Inventory management can be a cornerstone to a company’s success as much of their revenue is tied up in inventory, and always having inventory available at a customer’s whim is a key determinant of customer satisfaction. Therefore, it is a great idea to make sure you are aware of common inventory-related mistakes so they are not repeated unnecessarily, costing the company dearly. We will take a look at some of the most common mistakes companies make when considering inventory management.
Spreadsheet vs automated software
Perhaps one of the first mistakes a company can make regarding the management of their inventory is to use a spreadsheet system to keep track of it rather than a specially designed automated system such as Unleashed Software. Software that has been specifically designed for inventory management provides so many benefits including real-time tracking, remote accessibility, minimal risk of human error, automation, easy analysis of data and trends and meaningful report generation to name a few. Spreadsheets, although good for certain things, are steeped in problems when it comes to large amounts of data, real-time tracking, the likelihood of human error and remote accessibility from multiple sites.

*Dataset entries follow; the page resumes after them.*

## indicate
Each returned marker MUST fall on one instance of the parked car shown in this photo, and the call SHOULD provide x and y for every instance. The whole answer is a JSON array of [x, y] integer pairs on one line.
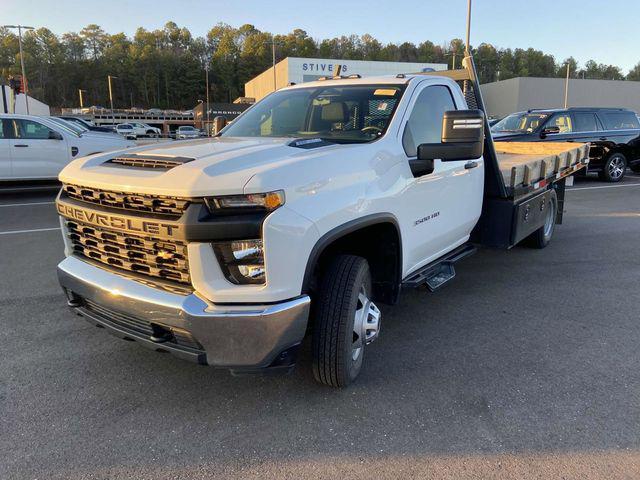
[[187, 131], [79, 128], [127, 131], [87, 124], [144, 130], [37, 148], [322, 201], [614, 135]]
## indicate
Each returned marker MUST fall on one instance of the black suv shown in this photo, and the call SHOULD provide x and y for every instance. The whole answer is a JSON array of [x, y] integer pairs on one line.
[[614, 135]]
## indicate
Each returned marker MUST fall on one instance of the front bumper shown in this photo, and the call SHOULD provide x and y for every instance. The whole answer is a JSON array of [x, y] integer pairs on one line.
[[238, 337]]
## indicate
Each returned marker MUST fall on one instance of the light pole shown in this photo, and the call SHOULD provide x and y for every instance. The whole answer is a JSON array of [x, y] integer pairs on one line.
[[206, 72], [273, 60], [80, 94], [566, 88], [200, 102], [453, 55], [24, 75], [468, 47], [113, 117]]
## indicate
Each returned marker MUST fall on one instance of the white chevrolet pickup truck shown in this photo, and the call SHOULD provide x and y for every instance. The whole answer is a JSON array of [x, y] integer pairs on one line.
[[316, 205]]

With all the benefits of an automated system, real-time and meaningful data about sales trends can be obtained, providing intel for accurate ordering of inventory.
Mismatch of software and human intelligence
Bluntly put, ensure that your staff are intelligent, trained and equipped to utilize the software to its full potential. Often roadblocks to software introduction and proper use lie with the staff required to use it. Customer support and installation is catered for by the software provider however it never goes amiss to ensure proper training is provided to staff rather than just expecting people to wing it.
In tandem with this is making sure that the staff who are in charge of warehousing are in fact skilled in managing stock and understanding inventory storage and usage methodologies.
Failure to take stock
Taking stock (excuse the pun) of the company’s inventory systems is mandatory for good management. Spending the time now to understand the nature of the inventory and deducing sound ordering, transporting and storage operations will go a long way in making sure stock take counting is easy and accurate. It also helps to ensure items are where they are thought to be and are used or sold well within expiry dates rather than leaving them to become expired or obsolete.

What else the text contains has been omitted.